A well known method to gain information on combinatorial quantities is the investigation the analytic properties of their associated generating function. For the case of the partition function and generalizations thereof, it is an established fact (see, e.g., [G. E. Andrews, Generalized Frobenius partitions. Providence, RI: American Mathematical Society (AMS) (1984; Zbl 0544.10010)]) that the generating function can essentially be expressed in terms of elliptic modular forms. The present paper adds new insight in this regard as it manages to relate the generating function \[ C\Psi_{k,a}(q) = \sum_{n=0}^\infty c\psi_{k,a}(n)q^n \] to a Jacobi form. More precisely, the following theorem is proved:
Let \(\vartheta(z,\tau) = \sum_{n\in \mathbb{Z}+\frac{1}{2}}e^{\pi in^2\tau+2\pi in(z+\frac{1}{2})}\) be the usual Jacobi theta function. For \(k\in \mathbb{Z}_{>0}\) we define a Jacobi form by \[ F_k(z;\tau):= \left(\frac{-\vartheta(z+\frac{1}{2},\tau)}{q^{\frac{1}{12}}\eta(\tau)}\right)^k, \] where \(\eta\) is the Dedekind eta function. Moreover, let \(\zeta = e^{2\pi i z}\). Then the \(\zeta^a\)-coefficient of \(F_k(z;\tau)\) is given by the generating function \(C\Psi_{k,a}(q)\).
Subsequently, under the assumption that \(k=2l\) is even, the theta decomposition (see [M. Eichler and D. Zagier, The theory of Jacobi forms. Boston-Basel-Stuttgart: Birkhäuser (1985; Zbl 0554.10018)], Chap. II, \(\S\) 5, (5), for details) \[ F_k(z,\tau) = \sum_{ a \bmod{2l}} H_{l,a}(\tau)\vartheta_{l,a}(z,\tau) \] of \(F_k(z,\tau)\) is exploited to derive a recursive formula for the functions \(H_{l,a}(\tau)\). As a consequence, the authors provide an algorithm to compute \(C\Psi_{k,a}(q)\) for any \(k\) and \(a\).

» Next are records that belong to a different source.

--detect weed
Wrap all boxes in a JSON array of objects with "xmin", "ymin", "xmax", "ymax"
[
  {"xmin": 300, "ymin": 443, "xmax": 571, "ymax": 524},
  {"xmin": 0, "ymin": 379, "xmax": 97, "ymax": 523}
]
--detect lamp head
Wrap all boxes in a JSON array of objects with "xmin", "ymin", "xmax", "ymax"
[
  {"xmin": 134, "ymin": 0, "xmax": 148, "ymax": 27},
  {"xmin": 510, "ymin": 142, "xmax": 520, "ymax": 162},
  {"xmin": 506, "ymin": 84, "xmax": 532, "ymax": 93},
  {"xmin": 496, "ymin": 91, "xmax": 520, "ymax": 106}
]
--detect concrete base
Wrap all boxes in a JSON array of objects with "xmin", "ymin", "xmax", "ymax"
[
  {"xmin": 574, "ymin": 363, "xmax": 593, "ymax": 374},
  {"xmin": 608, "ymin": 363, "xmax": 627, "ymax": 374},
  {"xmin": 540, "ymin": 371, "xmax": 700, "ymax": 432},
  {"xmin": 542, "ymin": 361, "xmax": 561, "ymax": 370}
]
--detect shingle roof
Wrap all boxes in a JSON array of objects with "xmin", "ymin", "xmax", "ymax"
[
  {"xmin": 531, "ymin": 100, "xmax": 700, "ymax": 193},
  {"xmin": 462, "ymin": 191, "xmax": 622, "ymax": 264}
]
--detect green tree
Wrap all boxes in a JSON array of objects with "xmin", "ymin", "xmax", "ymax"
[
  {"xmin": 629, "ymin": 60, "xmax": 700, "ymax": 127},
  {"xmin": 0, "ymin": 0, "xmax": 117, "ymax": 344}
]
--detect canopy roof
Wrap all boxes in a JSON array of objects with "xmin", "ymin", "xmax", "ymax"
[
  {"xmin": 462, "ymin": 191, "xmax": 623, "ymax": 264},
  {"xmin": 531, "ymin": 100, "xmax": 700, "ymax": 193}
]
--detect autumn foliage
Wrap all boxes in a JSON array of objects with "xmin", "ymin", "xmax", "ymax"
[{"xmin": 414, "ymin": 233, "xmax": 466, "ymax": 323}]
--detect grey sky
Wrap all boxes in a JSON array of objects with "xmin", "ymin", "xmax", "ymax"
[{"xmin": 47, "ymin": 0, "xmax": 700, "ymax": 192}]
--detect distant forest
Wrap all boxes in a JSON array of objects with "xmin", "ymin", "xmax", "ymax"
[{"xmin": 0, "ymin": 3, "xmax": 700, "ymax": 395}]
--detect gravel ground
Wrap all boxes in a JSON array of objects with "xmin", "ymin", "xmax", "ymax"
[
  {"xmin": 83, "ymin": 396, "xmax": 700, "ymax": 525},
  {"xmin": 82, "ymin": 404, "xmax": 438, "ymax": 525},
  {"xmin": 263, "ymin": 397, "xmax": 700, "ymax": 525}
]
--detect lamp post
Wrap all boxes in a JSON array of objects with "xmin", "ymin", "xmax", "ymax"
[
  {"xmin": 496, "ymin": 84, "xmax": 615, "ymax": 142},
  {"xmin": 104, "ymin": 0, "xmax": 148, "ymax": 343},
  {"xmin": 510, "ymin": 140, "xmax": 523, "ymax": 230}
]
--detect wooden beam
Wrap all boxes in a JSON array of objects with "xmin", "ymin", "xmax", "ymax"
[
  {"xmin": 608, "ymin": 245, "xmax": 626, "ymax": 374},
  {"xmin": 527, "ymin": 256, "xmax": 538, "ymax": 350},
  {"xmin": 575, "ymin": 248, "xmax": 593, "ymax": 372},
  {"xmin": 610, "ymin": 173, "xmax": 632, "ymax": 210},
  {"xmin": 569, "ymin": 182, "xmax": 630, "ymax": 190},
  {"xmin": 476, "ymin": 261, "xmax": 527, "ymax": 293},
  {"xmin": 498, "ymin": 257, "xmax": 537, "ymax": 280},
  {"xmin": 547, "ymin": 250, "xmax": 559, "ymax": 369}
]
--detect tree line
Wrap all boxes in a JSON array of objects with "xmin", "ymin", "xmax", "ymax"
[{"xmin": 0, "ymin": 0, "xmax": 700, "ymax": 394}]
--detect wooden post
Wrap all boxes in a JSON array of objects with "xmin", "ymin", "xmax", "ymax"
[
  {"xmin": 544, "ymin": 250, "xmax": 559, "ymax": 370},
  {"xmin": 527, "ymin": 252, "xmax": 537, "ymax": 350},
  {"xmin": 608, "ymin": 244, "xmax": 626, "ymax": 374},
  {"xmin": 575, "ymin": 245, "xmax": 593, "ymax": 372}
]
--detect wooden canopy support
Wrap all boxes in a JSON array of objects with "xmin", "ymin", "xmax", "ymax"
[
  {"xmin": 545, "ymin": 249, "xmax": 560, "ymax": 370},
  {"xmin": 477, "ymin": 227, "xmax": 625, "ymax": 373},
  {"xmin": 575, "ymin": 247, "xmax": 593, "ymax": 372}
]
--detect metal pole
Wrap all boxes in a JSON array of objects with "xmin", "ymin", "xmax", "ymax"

In Section 5, the previously obtained results are used to proof some congruence relations for the quantities \(c\psi_{k,a}(n)\). Finally, Section 6 of the paper presents a relation between shifted Motzkin paths (certain lattice paths) and \(C\Psi_{k,a}(q)\). Thereby, a connection between Motzkin paths and \((k,a)\)-colored F-partitions is established. These results extend the work of B. Drake [Discrete Math. 309, No. 12, 3936–3953 (2009; Zbl 1228.05032)].